I realize that's a strange position to take, but consider it. Aside from the lucky few who have jobs that fulfil them on every level (and fuck you if one of you is reading this), how often do you wake up thinking, "Oh boy, time to go to work again"? Put another way, imagine you had to rank how happy your day was, overall, each day for a month. You do this on a scale from 1-10, 1 being "terrible", 5 being "neither overly happy or unhappy", and 10 being "exceedingly happy". What do you think your average score would come out to be?

I'd bet good money that you'd likely wall between 4 and 6. I'd give you a 68.2% chance of landing there, as a matter of fact- and I'd give you a 95.4% chance of falling between 3 and 7. Those numbers aren't just values I plucked out of thin air; they're the % of the population that'll fall within 1-2 standard deviations of the mean in a normal bell curve. Does that sound like statistical jubberish to you? Look it up. (If a Psych guy can get it, you can to; have no fear).

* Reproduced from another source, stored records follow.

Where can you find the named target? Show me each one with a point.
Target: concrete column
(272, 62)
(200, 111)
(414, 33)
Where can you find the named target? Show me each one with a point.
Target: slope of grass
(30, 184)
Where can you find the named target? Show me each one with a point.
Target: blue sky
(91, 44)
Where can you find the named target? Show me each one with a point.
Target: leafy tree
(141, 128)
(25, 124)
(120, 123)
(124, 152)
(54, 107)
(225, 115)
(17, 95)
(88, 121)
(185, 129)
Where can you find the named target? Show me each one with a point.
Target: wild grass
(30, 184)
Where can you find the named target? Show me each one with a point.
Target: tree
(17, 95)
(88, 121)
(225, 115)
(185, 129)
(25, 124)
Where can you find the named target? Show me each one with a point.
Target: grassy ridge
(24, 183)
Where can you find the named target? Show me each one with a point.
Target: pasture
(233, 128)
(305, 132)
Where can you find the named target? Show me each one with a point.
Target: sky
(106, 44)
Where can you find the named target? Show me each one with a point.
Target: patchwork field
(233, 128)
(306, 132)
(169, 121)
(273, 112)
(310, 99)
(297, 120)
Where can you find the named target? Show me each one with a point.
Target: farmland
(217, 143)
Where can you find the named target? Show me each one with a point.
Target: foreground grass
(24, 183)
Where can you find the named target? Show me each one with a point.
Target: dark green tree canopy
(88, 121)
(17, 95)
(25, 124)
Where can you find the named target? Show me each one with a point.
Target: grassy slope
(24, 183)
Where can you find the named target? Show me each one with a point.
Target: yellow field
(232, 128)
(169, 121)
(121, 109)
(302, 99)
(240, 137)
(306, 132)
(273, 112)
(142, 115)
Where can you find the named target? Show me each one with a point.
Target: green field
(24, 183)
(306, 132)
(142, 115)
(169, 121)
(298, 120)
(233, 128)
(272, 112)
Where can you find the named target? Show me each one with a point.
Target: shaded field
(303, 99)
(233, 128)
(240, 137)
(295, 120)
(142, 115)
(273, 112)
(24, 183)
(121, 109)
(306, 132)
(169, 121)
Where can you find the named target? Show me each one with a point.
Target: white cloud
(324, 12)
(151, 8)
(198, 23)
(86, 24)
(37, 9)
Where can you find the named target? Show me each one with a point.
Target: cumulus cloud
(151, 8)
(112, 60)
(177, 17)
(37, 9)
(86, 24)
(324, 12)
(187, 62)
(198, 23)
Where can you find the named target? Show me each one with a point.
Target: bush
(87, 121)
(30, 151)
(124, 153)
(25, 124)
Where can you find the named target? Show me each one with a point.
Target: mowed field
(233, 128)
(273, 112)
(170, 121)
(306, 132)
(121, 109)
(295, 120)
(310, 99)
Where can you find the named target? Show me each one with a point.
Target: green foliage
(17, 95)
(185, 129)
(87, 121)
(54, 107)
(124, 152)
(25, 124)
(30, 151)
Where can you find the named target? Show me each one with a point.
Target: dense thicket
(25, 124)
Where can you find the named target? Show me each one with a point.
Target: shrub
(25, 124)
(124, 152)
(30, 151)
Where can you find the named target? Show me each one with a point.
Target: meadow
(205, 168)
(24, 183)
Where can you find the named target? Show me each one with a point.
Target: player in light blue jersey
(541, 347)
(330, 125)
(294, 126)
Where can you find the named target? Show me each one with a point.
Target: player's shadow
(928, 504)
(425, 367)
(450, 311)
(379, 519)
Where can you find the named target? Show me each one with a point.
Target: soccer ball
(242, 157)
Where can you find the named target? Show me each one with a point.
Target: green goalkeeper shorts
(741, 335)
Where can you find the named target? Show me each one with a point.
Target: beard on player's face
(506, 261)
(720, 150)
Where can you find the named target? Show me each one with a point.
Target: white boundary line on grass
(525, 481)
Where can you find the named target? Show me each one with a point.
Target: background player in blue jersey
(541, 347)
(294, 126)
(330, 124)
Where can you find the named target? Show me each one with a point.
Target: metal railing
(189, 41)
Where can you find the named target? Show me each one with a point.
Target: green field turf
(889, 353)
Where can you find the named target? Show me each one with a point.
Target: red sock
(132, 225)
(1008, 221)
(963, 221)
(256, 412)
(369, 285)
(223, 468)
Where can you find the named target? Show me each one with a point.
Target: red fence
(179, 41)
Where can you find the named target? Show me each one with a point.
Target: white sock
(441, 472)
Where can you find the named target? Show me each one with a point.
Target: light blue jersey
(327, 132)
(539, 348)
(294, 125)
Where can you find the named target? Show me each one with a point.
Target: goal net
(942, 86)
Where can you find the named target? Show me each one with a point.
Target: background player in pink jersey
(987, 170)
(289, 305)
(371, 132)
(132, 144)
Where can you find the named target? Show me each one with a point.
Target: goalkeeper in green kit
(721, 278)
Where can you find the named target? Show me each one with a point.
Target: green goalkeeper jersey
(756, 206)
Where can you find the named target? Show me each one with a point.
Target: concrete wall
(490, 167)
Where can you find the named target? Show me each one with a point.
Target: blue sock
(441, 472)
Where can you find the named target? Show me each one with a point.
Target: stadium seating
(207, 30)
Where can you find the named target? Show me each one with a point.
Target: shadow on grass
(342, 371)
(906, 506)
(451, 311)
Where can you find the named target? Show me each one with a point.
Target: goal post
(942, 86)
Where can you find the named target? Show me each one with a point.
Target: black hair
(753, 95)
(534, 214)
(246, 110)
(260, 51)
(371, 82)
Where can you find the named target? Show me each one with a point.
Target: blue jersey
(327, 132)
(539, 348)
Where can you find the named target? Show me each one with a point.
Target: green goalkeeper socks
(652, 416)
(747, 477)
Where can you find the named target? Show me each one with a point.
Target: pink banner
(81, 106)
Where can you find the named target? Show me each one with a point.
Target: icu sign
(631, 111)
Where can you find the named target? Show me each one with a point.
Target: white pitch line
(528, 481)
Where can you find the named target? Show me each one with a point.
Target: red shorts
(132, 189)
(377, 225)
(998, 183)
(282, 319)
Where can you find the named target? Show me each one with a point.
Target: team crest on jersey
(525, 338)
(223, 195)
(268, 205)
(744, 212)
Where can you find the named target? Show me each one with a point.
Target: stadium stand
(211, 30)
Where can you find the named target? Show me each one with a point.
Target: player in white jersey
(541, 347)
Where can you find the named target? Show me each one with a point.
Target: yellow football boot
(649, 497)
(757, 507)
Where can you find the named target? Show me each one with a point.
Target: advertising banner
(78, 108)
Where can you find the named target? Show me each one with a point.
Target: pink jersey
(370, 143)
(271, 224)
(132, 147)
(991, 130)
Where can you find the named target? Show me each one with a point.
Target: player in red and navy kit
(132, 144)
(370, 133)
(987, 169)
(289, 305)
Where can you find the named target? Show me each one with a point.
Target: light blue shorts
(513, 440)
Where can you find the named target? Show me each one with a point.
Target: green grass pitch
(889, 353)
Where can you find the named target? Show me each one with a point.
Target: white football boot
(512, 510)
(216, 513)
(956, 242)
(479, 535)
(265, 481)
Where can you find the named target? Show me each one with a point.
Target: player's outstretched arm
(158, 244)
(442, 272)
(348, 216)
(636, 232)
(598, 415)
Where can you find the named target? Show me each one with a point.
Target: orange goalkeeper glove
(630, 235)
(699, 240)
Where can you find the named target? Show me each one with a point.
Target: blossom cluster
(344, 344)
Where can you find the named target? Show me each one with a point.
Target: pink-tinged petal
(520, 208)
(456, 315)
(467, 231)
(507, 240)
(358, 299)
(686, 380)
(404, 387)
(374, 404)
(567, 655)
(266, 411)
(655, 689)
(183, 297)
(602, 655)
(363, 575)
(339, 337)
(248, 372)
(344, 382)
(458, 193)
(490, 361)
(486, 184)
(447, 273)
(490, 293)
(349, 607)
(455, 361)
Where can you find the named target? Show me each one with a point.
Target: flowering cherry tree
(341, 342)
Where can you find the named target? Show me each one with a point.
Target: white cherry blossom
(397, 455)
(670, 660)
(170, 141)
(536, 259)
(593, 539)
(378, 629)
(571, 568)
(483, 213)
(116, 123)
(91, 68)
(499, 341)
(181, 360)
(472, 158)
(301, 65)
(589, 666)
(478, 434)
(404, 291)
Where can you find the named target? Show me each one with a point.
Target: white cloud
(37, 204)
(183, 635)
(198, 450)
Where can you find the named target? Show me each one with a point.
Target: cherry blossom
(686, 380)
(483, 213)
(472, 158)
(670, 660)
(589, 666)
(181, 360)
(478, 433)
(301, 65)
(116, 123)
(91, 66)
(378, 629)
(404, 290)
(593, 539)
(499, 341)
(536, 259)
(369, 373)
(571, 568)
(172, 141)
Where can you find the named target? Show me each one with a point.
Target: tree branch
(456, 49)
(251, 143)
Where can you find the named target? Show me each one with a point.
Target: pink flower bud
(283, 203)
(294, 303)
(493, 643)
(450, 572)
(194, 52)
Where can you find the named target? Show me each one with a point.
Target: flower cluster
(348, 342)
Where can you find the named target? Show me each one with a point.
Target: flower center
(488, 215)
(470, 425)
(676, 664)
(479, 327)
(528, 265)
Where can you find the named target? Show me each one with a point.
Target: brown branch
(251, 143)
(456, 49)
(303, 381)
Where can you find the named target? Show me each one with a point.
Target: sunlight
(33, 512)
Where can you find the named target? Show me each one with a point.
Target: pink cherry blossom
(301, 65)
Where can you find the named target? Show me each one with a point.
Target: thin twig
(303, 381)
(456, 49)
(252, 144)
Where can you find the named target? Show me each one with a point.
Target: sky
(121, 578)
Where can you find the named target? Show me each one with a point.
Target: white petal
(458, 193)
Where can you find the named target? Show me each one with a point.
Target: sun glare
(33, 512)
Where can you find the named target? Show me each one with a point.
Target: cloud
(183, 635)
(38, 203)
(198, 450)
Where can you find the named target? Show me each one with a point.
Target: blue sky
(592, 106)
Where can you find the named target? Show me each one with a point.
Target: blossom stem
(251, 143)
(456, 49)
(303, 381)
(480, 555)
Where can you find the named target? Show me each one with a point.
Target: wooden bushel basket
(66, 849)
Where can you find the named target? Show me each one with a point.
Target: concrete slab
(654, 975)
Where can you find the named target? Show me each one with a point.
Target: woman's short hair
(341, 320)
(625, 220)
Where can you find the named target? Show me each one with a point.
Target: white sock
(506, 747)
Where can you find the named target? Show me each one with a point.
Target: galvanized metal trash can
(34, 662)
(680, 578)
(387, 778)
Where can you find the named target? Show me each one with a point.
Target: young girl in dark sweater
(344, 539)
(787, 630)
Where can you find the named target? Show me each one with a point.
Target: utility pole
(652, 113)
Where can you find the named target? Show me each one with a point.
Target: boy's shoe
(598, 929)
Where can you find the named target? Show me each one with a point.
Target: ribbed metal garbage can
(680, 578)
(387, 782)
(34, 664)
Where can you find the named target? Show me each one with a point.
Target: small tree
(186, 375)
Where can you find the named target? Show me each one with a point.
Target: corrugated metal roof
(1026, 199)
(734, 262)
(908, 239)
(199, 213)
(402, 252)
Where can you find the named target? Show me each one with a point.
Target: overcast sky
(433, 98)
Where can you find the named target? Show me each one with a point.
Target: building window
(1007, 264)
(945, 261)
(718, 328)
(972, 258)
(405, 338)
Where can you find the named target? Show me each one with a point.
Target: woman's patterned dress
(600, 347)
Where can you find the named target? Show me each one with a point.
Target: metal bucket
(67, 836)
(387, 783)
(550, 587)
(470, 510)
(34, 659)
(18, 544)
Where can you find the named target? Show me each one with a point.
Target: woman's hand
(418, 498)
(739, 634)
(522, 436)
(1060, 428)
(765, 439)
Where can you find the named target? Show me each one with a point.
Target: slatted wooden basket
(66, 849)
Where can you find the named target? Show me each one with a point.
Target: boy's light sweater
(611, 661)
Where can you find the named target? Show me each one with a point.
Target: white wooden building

The point is, I'd be willing to bet that for most people, most days are unremarkable. Thats kind of what makes them most days. And that's all well and good- I try to take any day that doesn't actively suck donkey balls as a victory- but I started wondering, if most days are mostly "meh" for folks in the grand scheme of things, why do we appear to be so hyper-focused on getting happiness like it's some XBox of Life achievement? "YES, I totally got Rank 3 Happiness! I am AMAZING!"

Because, even someone with a novice's experience with modern video games knows what comes next.

"...Fuckall, now I need to earn Rank 4 Happiness."

So as I sat there, typing out the conclusion of my little monologue, I thought to myself- maybe that random idea that popped into my head was right. Maybe the trick isn't to be happy each and every day. Maybe it isn't even to be happy most days. Maybe the trick is to cross one set of fingers that you'll be happy on some days, and cross the other set that you're unhappy less often than that.